Martes, 24 de Octubre de 2017 - Actualizado a las 06:10h

pamplona- Juan Carlos Delgado se convirtió de pequeño en El Peratras robarle un abrigo a “un niño pijo”. Cuando apareció con esa prenda en su barrio, le empezaron a decir qué bien te queda, “niño Pera”, y así surgió el apodo entre sus amigos. Un mote que la Policía también utilizaba para hablar de un chico, según reconoce él ahora, al que se daba por un caso “perdido”.

¿Por qué se animó a acudir a esta charla en el IES Huarte?

-Me gustó que fuera una iniciativa de los chavales, y el profesorado me insistió, pero me convenció rápidamente. Lo único que hubo que cuadrar fueron las agendas. Lo había hecho antes en otros centros de España, sobre todo en la ciudad de Madrid, en centros de menores. Quiero aportar así mi granito de arena a la sociedad, la que tanto me ha dado a mí. Creo que se lo tengo que devolver.
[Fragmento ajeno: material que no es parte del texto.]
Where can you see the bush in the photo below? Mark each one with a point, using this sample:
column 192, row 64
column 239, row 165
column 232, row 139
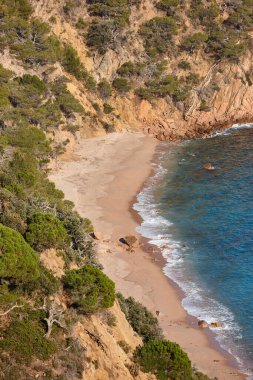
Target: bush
column 104, row 89
column 122, row 85
column 169, row 6
column 19, row 264
column 25, row 341
column 225, row 45
column 157, row 34
column 194, row 41
column 100, row 36
column 107, row 108
column 142, row 321
column 90, row 290
column 168, row 85
column 46, row 231
column 165, row 359
column 117, row 10
column 129, row 69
¿Qué mensaje quiere lanzar al alumnado?

-A veces los chavales me ponen como un ejemplo, pero yo creo que soy un ciudadano de a pie. Soy uno más, con algunas virtudes, y una de ellas fue saber darle un giro a mi vida e ir de la parte negativa a la positiva. Y lo más importante es decirle a los chavales que si se quiere, se puede. Una chica me contaba hace poco que quería ser cocinera en el futuro, y yo le he dicho que lo tiene al alcance, porque está en una escuela donde puede aprenderlo. Se trata de ilusionarles, de animarles, porque a mí nadie me ha regalado nada. Cuando era un niño delincuente, lo único que estaba consiguiendo es hacerme daño a mí mismo, a mi familia y a la sociedad.

¿Cree que, cuando usted tenía su edad, habría hecho caso de esos consejos de una persona adulta?

-Entonces no ibas a un centro como este, sino a un correccional. La distancia entre los educadores y los menores era grande, y ahora el acercamiento es total. Antes eras un número, pero la vida ha cambiado. Cuando un joven se equivoca, puede resultar difícil llevarlo por el buen camino, pero tiene posibilidades de salir, todos se merecen esa oportunidad, y si no ponen de su parte se requiere más trabajo. - G.M.